La seconde saison, qui vient de s’achever sur Showtime, prend une direction sensiblement différente : en effet, l’étude menée tambour battant par Masters & Johnson dans sa première phase, se retrouve confrontée ici à de nombreux obstacles : la difficulté de William Masters à trouver un établissement qui accepte d’accueillir son étude, le recrutement de nouveaux cobayes, et surtout la relation complexe qu’entretiennent les deux scientifiques, et qui parasite littéralement leur travail.
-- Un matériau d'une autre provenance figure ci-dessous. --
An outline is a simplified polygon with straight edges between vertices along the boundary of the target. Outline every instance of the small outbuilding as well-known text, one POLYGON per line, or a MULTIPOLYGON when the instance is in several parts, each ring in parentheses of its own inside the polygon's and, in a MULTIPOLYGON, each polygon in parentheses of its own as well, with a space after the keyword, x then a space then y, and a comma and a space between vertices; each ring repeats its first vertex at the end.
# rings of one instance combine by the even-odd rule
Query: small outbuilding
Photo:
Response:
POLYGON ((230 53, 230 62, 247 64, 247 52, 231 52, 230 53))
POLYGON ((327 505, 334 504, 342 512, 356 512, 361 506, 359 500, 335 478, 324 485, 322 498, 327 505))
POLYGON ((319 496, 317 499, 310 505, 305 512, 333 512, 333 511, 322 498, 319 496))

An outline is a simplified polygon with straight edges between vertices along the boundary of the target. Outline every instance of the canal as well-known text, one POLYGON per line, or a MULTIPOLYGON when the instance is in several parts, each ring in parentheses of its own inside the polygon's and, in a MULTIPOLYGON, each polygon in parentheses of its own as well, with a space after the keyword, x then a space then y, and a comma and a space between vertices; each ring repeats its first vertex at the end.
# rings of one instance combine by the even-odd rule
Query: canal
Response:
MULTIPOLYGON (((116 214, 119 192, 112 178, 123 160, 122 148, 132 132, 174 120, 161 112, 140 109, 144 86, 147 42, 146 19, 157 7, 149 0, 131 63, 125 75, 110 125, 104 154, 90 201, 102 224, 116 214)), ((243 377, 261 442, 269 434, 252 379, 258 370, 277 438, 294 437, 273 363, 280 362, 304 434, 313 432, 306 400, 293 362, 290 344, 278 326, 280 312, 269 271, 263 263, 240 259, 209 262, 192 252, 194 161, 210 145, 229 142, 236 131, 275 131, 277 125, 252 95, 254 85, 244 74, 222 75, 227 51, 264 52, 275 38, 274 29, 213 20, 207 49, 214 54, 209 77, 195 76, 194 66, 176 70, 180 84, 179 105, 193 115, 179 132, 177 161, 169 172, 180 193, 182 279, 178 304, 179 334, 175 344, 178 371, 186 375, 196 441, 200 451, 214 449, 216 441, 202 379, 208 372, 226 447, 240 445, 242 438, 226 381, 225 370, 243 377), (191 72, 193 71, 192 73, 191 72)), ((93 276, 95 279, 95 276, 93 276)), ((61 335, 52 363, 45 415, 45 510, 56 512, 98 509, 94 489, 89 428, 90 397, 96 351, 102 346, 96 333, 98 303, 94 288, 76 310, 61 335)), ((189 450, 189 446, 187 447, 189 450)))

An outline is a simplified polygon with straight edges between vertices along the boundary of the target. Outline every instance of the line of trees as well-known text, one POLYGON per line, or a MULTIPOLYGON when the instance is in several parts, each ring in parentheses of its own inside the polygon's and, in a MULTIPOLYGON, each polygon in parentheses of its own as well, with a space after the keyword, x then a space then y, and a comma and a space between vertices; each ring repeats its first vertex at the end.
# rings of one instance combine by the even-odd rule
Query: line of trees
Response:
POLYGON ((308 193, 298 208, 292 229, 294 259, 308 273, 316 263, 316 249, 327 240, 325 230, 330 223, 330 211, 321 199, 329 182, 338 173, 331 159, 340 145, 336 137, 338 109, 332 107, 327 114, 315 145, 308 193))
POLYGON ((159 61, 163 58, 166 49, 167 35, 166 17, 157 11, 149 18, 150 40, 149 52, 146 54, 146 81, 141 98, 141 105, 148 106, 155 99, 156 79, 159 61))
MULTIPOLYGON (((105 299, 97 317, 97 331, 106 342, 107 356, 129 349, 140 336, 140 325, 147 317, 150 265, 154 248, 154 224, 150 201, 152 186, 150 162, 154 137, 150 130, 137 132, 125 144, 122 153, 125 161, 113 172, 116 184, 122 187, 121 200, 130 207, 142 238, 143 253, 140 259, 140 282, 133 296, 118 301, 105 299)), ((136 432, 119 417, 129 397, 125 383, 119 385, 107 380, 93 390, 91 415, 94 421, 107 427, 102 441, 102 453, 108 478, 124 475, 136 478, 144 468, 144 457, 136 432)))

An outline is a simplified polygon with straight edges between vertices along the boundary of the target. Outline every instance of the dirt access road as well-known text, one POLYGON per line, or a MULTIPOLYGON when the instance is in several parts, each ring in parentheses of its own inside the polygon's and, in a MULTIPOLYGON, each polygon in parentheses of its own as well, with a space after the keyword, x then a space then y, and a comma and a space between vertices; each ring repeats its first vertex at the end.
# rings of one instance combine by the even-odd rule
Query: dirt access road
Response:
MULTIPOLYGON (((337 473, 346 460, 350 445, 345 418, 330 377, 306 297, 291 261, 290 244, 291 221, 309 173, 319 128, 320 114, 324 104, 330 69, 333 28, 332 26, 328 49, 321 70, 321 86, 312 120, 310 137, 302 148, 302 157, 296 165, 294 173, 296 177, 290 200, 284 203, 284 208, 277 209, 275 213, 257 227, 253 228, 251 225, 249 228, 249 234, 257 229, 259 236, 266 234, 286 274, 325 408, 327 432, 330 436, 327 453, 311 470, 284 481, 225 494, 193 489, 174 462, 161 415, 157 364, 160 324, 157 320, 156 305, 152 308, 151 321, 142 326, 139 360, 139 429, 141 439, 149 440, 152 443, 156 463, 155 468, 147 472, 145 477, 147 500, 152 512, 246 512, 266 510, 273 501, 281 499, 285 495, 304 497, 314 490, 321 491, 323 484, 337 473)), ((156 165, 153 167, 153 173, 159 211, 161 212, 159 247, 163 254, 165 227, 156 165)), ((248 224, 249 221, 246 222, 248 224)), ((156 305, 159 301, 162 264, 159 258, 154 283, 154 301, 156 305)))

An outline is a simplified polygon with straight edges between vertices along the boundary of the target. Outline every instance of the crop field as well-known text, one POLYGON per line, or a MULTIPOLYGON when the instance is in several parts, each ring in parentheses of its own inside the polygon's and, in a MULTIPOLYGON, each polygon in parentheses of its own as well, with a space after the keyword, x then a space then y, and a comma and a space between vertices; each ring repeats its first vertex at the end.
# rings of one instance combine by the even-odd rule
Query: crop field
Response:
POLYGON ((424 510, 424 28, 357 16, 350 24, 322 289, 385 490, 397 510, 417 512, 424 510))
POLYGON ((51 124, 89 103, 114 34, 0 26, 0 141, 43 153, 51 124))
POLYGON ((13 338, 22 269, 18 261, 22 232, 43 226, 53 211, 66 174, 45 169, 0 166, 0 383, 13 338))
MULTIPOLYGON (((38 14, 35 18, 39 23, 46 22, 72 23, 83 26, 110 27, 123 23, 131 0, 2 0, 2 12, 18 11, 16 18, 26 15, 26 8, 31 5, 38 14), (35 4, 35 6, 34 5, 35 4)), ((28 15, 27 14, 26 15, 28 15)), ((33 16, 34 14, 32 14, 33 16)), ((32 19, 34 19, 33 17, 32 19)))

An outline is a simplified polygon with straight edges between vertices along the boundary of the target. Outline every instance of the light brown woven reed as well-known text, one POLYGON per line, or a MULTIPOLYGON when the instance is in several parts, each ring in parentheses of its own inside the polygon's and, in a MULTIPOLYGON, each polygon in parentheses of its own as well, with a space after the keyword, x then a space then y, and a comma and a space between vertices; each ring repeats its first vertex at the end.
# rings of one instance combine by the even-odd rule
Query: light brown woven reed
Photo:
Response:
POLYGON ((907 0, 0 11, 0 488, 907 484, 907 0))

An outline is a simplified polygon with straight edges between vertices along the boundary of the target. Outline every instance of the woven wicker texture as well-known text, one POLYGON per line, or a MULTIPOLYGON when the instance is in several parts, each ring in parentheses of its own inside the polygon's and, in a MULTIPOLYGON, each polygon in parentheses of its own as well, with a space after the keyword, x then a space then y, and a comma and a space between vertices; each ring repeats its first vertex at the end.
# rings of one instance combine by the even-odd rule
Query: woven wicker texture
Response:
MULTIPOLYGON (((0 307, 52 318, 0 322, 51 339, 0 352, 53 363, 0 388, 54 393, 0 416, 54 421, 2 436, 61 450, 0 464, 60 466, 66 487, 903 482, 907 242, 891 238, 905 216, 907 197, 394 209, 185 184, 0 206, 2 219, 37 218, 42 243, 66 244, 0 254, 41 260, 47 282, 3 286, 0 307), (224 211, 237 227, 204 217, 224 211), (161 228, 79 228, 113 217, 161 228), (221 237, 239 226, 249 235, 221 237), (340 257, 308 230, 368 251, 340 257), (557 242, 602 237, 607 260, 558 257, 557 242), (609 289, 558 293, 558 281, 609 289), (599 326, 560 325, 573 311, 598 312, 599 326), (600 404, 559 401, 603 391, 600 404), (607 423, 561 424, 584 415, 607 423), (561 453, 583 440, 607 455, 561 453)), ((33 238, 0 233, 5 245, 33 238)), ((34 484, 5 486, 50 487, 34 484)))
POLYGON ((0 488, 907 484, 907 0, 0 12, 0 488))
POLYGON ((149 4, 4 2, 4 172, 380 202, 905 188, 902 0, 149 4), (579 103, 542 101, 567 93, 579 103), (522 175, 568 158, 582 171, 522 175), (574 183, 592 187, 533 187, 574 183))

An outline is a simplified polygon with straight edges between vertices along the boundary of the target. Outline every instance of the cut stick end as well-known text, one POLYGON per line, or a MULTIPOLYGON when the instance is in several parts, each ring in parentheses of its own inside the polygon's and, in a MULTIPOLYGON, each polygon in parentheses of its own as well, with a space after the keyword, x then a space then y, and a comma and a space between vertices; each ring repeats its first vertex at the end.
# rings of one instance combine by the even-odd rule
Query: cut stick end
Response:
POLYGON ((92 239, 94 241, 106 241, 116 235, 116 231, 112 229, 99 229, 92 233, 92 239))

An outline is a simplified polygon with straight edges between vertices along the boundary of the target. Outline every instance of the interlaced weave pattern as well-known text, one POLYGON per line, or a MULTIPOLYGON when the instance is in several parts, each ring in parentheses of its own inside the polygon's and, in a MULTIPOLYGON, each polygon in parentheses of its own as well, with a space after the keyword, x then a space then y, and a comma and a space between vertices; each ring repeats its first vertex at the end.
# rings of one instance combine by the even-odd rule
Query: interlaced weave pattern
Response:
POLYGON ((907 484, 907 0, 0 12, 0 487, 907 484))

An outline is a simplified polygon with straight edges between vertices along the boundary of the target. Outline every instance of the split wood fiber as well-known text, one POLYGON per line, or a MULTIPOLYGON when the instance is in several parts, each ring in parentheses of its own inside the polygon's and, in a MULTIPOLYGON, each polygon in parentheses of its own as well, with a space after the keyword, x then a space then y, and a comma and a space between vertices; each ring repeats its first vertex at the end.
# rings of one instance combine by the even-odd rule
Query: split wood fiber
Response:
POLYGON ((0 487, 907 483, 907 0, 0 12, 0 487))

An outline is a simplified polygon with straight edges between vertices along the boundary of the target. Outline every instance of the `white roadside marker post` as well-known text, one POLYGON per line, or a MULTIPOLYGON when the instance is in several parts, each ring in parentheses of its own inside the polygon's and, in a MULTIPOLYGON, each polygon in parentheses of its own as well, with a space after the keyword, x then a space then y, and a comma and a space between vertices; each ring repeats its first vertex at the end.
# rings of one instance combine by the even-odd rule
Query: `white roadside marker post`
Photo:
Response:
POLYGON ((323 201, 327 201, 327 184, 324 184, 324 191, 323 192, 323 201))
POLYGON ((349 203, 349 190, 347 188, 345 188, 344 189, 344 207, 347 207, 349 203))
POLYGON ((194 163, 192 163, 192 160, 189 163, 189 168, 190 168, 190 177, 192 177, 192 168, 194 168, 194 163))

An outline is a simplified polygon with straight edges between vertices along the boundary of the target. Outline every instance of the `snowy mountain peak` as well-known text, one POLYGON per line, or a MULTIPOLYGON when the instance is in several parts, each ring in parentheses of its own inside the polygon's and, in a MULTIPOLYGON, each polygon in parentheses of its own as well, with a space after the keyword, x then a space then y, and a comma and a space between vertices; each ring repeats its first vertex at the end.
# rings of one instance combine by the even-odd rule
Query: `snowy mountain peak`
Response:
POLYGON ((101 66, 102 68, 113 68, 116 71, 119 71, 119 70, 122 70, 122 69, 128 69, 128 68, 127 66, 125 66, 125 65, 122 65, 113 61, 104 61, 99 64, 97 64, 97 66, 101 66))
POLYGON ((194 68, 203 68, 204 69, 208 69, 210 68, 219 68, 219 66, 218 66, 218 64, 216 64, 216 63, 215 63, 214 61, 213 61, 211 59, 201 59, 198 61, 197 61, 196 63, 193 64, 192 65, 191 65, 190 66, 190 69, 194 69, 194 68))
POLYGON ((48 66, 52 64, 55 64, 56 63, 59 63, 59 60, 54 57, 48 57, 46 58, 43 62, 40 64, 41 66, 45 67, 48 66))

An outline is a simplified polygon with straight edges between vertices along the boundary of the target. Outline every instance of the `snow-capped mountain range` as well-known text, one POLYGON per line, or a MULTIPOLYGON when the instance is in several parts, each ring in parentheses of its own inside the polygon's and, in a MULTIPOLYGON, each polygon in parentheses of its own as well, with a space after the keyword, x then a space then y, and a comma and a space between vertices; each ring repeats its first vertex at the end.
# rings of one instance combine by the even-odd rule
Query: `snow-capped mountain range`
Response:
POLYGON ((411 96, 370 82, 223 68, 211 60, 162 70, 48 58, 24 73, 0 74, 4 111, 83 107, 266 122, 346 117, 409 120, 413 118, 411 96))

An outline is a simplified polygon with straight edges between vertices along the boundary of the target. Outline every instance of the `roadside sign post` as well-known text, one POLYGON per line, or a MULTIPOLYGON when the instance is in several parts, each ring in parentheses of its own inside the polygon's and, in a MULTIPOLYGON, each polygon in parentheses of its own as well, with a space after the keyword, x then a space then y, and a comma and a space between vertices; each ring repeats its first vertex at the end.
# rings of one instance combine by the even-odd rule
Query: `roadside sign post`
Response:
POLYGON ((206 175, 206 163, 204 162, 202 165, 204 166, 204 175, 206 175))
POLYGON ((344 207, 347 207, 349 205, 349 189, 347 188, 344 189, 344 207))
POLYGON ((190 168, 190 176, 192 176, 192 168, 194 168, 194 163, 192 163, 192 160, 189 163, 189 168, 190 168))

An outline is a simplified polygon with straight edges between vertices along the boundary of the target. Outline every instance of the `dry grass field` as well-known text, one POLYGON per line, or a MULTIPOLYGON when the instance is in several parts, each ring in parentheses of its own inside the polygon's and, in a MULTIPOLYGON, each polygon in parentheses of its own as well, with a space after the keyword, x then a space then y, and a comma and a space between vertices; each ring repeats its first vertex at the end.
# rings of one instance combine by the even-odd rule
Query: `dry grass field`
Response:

C’est donc sur cette relation que se recentre la série, évacuant peu ou prou des personnages qui avaient été importants (le doyen Barton Scully, le Dr Haas), remplaçant en cours de route des intrigues secondaires par d’autres (le couple désaccordé de Betty et son milliardaire est ainsi oublié au profit de celui formé par les « handicapés sexuels » que sont Lester et Barb)… Ce faisant, la série perd légèrement en contraste (moins d’humour, moins de drames, moins de personnages et donc de péripéties), et retrouve le terrain quelque peu familier des histoires d’amour et d’infidélité qui font le miel des séries sentimentales.
A mesure que le mystère des personnages s’éclaircit (les rapports de Bill Masters et de son frère ; Virginia Johnson qui passe du statut de secrétaire volontariste et indépendante à celui d’assistante de recherche amoureuse), ceux-ci perdent un peu de leur piquant, même si l’écriture est toujours aussi passionnante tant les auteurs parviennent à donner une vision intime et surprenante de caractères et de situations somme toute classiques (le médecin psychorigide, le trio mari-femme-maîtresse, etc), en explorant en profondeur – plus qu’en les évacuant – les clichés liés à ces situations.

Episode 202

La série gagne en revanche franchement en intensité émotionnelle et surtout, en érotisme : ce ne sont plus des corps éclairés au néon dans une salle scientifique qui nous sont donnés voir, mais des personnages doucement enveloppés par l’éclairage tamisé d’un hôtel ou d’une chambre à coucher. La saison 2 de Masters of Sex parvient ainsi à être visuellement plus excitante que la première, tout en maintenant fermement son point de vue féministe – les hommes et les femmes y sont nus à égalité, dans tous les sens du terme.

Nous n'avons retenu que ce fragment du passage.